Mit 3:29 Minuten Spielzeit ist „Consensus“ das kürzeste Stück des Albums. Das fängt zunächst recht konfus an und wirkt recht unstrukturiert, wechselt aber nach anderthalb Minuten in einen rhythmischen, ambienten Part. Martin dazu: „Consensus“, der zweite Song des Albums, beginnt mit einem verstörenden, scheinbar unstrukturierten Klaviergewitter, das von einem harmonisch-geheimnisvollen Keyboard-Part abgelöst wird, der nahtlos in den „Birdy“-Soundtrack von Peter Gabriel gepasst hätte. Im abschließenden dritten Part werden diese beiden äußerst unterschiedlichen Teile musikalisch auf einer gemeinsamen Ebene zusammengeführt, also eine Art von Konsens gebildet. Wer Soli liebt, die die Schmerzgrenze antriggern, sollte hier tiefsten Genuss verspüren. Ein ausgeprägter Prog-Ausritt über gerade einmal dreieinhalb Minuten!

Der zweite Longtrack des Albums ist das 11:47minütige „Le pays de la paix“ (Das Land des Friedens). Hier singt Martin auf Französisch. Martin hat hier die Sounds wie bei einer Band zusammengestellt. Da hört man bassartige Klänge neben Schlagzeug (Becken) und Keyboards, auf denen er die Melodie spielt. Hier wandelt Martin zwischen Chanson, Prog und Elektronik. Sehr schön sind die flirrenden, harmonischen Keyboardsounds, die besondere Akzente im Song setzen. Martin setzt hier - wie auch bei den anderen Stücken - immer wieder neue Klänge ein, die auf unwiderstehliche Melodien/Harmonien treffen und die seine Musik besonders macht.

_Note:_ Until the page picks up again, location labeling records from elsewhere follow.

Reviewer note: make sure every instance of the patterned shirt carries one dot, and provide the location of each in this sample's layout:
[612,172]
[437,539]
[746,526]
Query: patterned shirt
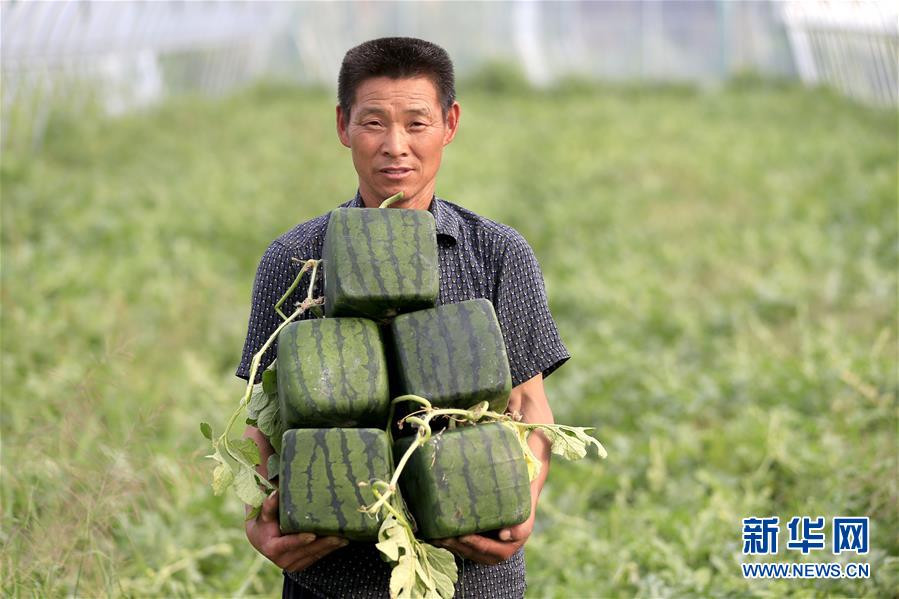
[478,258]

Mit dem 7:36minütigen „De zachtmoedigheid van de tovenaar“ (Die Sanftmut des Zauberers) endet dann das Album. Schwebende Flächen, die an die „Berliner Schule“ und an Soundtracks erinnern, eröffnen dieses Stück. Dann kommen nach wenigen Momenten neue Klänge auf, die sehr hymnisch und später gar leicht sakral wirken. Martin wechselt in diesem Stück die Stimmungslagen.

Das erste Soloalbum des Chandelier-Sängers Martin Eden ist ein sehr elektronisches geworden. Martin zaubert mit den beiden „Kinderspielzeugen“ wunderbare, atmosphärische Harmonien und Melodien, die er dann ein ums andere Mal mit avantgardistischen Effekten und Sounds durchbricht. Das macht die Musik aber hochgradig spannend. Wenn er dann zum Mikro greift kommt - aufgrund seiner markanten Stimme - Chandelier-Feeling auf. Ein klasse Album, das sowohl Prog- als auch Elektronikfans gefallen wird.